Priming of the immune response to Respiratory Syncytial Virus takes place in the lung in CCR7−/− mice

Chemokine receptor CCR7 is expressed on naïve T cells and is responsible for their trafficking into secondary lymphoid tissue to sample antigen. Conversely, CCR7 is upregulated on dendritic cells (DCs) upon antigen uptake and activation, permitting maturation and migration of DCs to the lymph nodes to prime T cell responses. We sought to investigate the role of DCs and T cells deficient in CCR7 during a primary pulmonary viral infection caused by Respiratory Syncytial Virus, a negative strand RNA virus that can cause severe complications in infants and immunocompromised individuals.

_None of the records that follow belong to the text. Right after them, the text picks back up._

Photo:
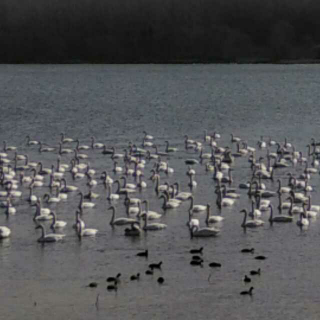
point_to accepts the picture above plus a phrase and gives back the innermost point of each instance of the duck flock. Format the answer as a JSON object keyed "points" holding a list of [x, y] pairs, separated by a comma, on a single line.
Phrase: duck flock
{"points": [[278, 184]]}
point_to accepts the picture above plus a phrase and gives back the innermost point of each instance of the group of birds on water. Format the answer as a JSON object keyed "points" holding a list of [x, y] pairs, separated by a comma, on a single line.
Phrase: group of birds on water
{"points": [[71, 161]]}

We found that CCR7−/− mice had significantly elevated numbers of CD69+ CD4+ and CD8+ T cells in the lung. Consistent with this, expression of the Th2 cytokines IL‐4 and IL‐13, as well as the Th1 cytokine, IFNg, was upregulated in CCR7−/− mice. When we assayed for DC recruitment, we found significantly higher numbers of CD11b+CD11c+ cells in the lungs of CCR7−/− mice. Upon histological evaluation, the airways of CCR7−/− mice exhibited considerable mucus accumulation in the airways compared to WT. In accord with this, RT‐PCR for the mucus inducing genes, muc and gob5a, were highly upregulated in CCR7−/− mice. In the lymph node, however, total cellularity was decreased, suggesting that the immune response to RSV may be mediated locally in the lung by DCs and T cells that are unable to migrate properly in the absence of CCR7.